Quantitative Sensory Testing

Pressure pain threshold (PPT) is a test that helps clinicians and researchers understand how sensitive the body is to mechanical pressure.24 By applying increasing pressure and asking when an individual feels pain, the test can assess the activity of Aδ mechanonociceptors, which are nerve fibers involved in pain signaling.24 PPT levels can help identify whether the pain is mainly in the injured area (primary hyperalgesia) or if it is spreading to other areas (secondary hyperalgesia). Central sensitization (secondary sensitization) refers to pain that starts at very light pressures, which may suggest that the nervous system is overly sensitive to pain signals (nociceptive input).
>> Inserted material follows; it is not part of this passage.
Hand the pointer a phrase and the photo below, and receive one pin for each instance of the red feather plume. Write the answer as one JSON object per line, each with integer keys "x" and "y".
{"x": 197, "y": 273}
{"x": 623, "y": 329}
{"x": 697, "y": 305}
PPT has been shown to be a reliable and consistent measure of pain sensitivity.25,26 The Commander Echo Algometer (JTECHMedical, Midvale, Utah, USA) was used to assess PPT on both medial femoral condyles and the right lateral humeral epicondyle three times with a one-minute rest between tests and a trial mean reported.

Two-point discrimination (TPD) measures how precisely someone can feel light touch.27 TPD helps assess the function of Aβ mechanoreceptors, which are responsible for our sense of delicate touch. TPD can identify areas with primary hyperalgesia. TPD can be reflected in the central processing of sensory information and how the brain interprets touch sensations, potentially indicating any changes or impairments in perception. TPD has been shown to be a reliable and valid measure of touch sensitivity.27,28 The subject was tested in both medial femoral condyles with a one-minute rest between tests, reporting the distance where she correctly identified two points.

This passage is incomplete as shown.